After the federal appellate court heard the case, it then remanded the case to Baltimore City to determine whether Discover Financial Services, a collection agency, or Discover Bank, a Delaware-chartered, federally insured bank, was the party at interest.
The Baltimore court found Discover Bank was the party of interest, raising a federal question under the Federal Arbitration Act and Federal Deposit Insurance Act.
The arbitration act provides for judicial aid with private disputes through arbitration, but doesn't imply whether federal courts or state courts have jurisdiction.
Vaden appealed that ruling to the 4th Circuit, which affirmed the state court's ruling in a 2 to 1 decision, stating that a federal district court does have jurisdiction to compel arbitration if the underlying dispute states a federal question.
After six years of litigation only to figure out which court has jurisdiction, the case has yet to be seen by an arbitrator.

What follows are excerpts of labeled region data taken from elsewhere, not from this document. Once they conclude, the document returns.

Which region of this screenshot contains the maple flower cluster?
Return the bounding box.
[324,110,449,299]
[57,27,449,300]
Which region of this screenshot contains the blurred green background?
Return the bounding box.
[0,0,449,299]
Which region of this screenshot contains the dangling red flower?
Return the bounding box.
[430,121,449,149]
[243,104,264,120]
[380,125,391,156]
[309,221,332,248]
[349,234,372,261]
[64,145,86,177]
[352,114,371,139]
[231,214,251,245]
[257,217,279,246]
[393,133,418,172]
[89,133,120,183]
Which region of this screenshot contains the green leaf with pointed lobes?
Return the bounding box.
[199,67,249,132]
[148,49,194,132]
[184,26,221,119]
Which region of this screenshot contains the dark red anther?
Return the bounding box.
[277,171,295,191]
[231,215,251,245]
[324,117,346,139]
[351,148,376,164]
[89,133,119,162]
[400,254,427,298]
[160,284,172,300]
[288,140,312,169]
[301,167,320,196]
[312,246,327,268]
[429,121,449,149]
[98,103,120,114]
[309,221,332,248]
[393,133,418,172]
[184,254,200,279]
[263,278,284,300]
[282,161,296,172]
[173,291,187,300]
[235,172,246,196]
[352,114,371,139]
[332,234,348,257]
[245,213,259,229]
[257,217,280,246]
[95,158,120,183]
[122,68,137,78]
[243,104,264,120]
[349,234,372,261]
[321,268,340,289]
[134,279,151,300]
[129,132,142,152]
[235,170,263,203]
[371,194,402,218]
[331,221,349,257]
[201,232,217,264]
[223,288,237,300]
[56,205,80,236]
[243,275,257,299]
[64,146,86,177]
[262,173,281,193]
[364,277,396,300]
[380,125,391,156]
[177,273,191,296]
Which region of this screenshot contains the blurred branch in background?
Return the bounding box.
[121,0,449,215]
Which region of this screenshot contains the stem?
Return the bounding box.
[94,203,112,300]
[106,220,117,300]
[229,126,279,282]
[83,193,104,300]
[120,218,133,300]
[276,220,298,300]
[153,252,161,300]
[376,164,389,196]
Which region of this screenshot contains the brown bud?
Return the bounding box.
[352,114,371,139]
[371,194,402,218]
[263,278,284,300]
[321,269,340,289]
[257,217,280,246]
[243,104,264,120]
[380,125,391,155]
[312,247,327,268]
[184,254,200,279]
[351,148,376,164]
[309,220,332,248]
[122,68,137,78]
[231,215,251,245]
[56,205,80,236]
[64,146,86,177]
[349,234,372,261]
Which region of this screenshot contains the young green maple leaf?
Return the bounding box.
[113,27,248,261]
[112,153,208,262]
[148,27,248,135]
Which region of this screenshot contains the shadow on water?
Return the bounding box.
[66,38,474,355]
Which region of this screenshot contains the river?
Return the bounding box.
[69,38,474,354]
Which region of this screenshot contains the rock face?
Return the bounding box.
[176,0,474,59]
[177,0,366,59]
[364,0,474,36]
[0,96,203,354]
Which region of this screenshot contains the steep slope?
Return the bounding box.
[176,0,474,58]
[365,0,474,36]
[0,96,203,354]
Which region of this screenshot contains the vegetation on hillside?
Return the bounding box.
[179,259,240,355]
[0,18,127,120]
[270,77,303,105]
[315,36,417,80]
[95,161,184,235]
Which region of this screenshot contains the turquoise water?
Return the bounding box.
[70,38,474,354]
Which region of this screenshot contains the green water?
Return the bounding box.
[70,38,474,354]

The Supreme Court's decision to hear the case stems from a string of similar cases in four other federal circuit courts that were decided differently, lawyers for Vaden said.
Only a decision from the 11th Circuit agreed with the 4th Circuit's ruling, and even that case is under review after a sharp 80-page majority and specially concurring opinion criticizing the ruling by Judge Stanley Marcus.
"This important issue which has split the circuits merits more consideration than either this Court or the Supreme Court has given it," Marcus wrote.
Yet, Discover Bank's counsel is still confident.
"We believe the 4th Circuit decided the case correctly and we're hopeful that the Supreme Court simply affirms," said Alan Kaplinsky, attorney for Discover Bank. "Their opinion was very compelling in its logic. Based on plain language of the (Federal Arbitration Act), we believe that type of plain language argument will resonate with the Supreme Court."
Affirmation by the Supreme Court would send similar cases to individual arbitration. Another decision could make it more difficult to get a federal court to rule on the enforceability of arbitration.
"I hope the Supreme Court says that federal court can't order arbitration and that the proceeding has to be decided in state court," said Ortiz, lead counsel for Vaden. "Giving the case to federal courts screws everything up. It's a lot simpler to let the states take care of the issue. I'm not anti-arbitration, I'm just saying if you're going through all this you should do it in state."
Capital News Service contributed to this report.